Hoy el Gobierno y la Asamblea Legislativa anuncian normativas “duras” para evitar que los avasalladores de la reserva natural vuelvan a los lugares de los que están siendo echados, como sucedió en otras oportunidades. Se denuncia, por parte del Gobierno, que existen más de siete comunidades integradas por más de 500 personas que viven en el parque, que pertenecen a muchos sindicatos.

En ese contexto social, recién reacciona el Gobierno brasileño que suspende la línea de financiamiento, vía el Banco Nacional de Desarrollo Económico y Social (Bndes), para financiar la carretera luego de la protesta en diferentes departamentos de Bolivia por convocatoria de su principal entidad que aglutina los trabajadores (la Central Obrera Boliviana). El informe señala que los 332 millones de dólares que financia la construcción de los dos trechos a cargo de la empresa constructora OAS serán liberados cuando el Gobierno boliviano decida tener las condiciones para retomar la obra.

La reacción de la población boliviana ante la violenta represión sobre las comunidades indígenas sorprendió al Gobierno brasileño. Un poco de historia muestra que el 15 de febrero de 2011, el Estado Plurinacional de Bolivia y el Bndes suscribieron el Contrato de Colaboración Financiera N. 10219991 por 332 millones de dólares, destinados al financiamiento del Proyecto Carretero Villa Tunari – San Ignacio de Moxos.

Según los informes de prensa, la Ministra de Planificación del Desarrollo Viviana Caro informó que la obra de 306 kilómetros demandará una inversión total de 415 millones de dólares.
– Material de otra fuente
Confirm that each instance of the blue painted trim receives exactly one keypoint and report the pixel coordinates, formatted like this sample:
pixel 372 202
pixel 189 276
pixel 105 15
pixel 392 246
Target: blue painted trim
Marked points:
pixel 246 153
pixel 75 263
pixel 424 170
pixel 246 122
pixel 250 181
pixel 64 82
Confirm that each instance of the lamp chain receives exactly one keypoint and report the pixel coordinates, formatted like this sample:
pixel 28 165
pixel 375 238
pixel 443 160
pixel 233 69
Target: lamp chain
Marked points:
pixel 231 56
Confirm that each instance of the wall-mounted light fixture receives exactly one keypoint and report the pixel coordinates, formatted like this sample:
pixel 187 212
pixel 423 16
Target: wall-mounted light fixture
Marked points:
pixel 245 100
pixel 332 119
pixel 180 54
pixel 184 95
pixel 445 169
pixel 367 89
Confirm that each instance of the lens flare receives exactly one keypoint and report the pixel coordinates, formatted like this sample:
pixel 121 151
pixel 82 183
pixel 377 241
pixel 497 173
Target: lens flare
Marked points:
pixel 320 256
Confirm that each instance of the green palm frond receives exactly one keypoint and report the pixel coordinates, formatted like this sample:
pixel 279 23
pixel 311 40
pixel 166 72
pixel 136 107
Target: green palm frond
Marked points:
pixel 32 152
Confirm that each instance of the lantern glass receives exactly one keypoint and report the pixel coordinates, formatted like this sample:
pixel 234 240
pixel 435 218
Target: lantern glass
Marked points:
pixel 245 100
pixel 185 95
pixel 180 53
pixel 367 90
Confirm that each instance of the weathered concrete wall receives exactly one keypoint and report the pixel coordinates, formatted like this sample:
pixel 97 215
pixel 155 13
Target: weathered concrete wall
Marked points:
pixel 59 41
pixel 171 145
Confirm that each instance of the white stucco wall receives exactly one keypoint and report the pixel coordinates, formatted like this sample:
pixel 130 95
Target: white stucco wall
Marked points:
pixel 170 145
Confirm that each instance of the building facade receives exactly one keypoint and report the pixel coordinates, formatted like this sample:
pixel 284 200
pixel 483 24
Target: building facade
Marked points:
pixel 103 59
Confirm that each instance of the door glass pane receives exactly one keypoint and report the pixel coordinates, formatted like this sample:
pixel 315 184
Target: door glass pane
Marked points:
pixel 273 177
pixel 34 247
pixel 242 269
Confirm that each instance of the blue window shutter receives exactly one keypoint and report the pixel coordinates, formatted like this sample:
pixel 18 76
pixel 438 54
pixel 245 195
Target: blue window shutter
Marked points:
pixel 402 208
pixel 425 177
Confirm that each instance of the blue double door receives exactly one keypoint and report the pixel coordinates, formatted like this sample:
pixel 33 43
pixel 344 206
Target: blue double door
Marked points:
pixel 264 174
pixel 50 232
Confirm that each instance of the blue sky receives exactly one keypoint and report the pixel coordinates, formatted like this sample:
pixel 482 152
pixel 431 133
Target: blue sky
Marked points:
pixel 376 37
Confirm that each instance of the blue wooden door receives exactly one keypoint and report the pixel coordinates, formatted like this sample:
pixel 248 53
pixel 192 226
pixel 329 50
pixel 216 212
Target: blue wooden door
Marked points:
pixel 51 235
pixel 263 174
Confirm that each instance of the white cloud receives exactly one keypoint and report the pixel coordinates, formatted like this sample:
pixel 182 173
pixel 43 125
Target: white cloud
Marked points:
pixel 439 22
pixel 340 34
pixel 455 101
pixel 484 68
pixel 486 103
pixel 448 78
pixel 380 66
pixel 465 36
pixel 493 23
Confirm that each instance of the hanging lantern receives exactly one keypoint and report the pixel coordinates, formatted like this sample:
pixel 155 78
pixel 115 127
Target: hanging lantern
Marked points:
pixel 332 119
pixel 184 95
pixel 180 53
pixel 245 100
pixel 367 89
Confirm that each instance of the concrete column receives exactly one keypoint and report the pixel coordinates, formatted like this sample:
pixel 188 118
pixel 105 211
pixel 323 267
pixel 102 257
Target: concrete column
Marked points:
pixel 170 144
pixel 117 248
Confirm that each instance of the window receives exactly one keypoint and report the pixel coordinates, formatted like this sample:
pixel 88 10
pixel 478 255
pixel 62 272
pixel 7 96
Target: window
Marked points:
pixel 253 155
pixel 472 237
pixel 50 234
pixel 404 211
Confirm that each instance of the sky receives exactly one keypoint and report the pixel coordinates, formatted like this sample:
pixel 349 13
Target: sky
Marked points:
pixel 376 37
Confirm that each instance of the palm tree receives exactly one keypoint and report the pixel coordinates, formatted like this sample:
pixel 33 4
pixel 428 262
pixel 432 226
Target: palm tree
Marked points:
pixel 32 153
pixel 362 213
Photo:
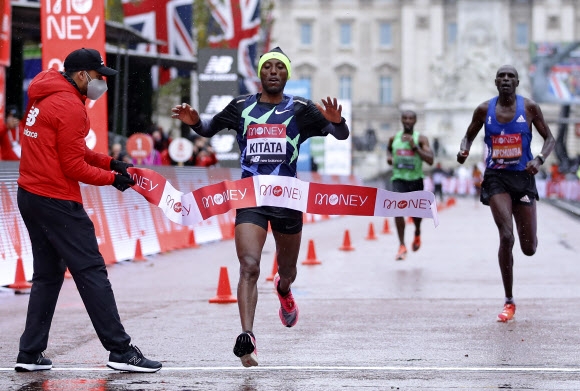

El 80 por ciento del costo será cubierto con el crédito brasileño y el Estado boliviano aportará los 83 millones de dólares restantes.

El proyecto considera que la carretera de vinculación entre Cochabamba y Beni constará de tres tramos; el primero entre Villa Tunari e Isinuta (47 kilómetros), el segundo entre Isinuta y Monte Grande (177 kilómetros) y el tercero entre Monte Grande y San Ignacio de Moxos (82 kilómetros).

Como si fuera poco, el 6 de mayo de este año, la Asamblea Legislativa Plurinacional (ALP) sancionó la Ley 112 que aprueba la contratación del crédito, y el presidente Evo Morales promulgó la norma que señala que las operaciones del crédito serán cursadas mediante el Convenio de Pagos y Créditos Recíprocos de la Asociación Latinoamericana de Integración (Aladi).

Por otra parte, el segundo tramo de la carretera atraviesa la zona núcleo del Isiboro Sécure, declarado Parque Nacional mediante Decreto 7401 el 22 de noviembre de 1965, y reconocido como territorio indígena el 24 de septiembre de 1990 por decreto 22610. En 2009, el Gobierno de Morales entregó a los originarios del Tipnis el título ejecutorial de esa TCO de más de un millón de hectáreas de extensión.

El Artículo 352 de la nueva Constitución Política de Bolivia, indica que el Estado debe consultar a los pueblos indígenas de manera libre, previa e informada antes de explotar recursos naturales o construir mega infraestructuras en sus territorios ancestrales.

Es necesario que el país cuente con una carretera que permita el desarrollo de las economías locales que se encuentran en situación de aislamiento, pero no de la forma cómo ha sido encarado este proyecto. El movimiento indígena del Tipnis es un gran ejemplo a seguir en el mundo. De lo contrario hubiéramos dejado pasar este hecho histórico como un simple detalle de inversión económica sin considerar los impactos negativos a la Madre Tierra.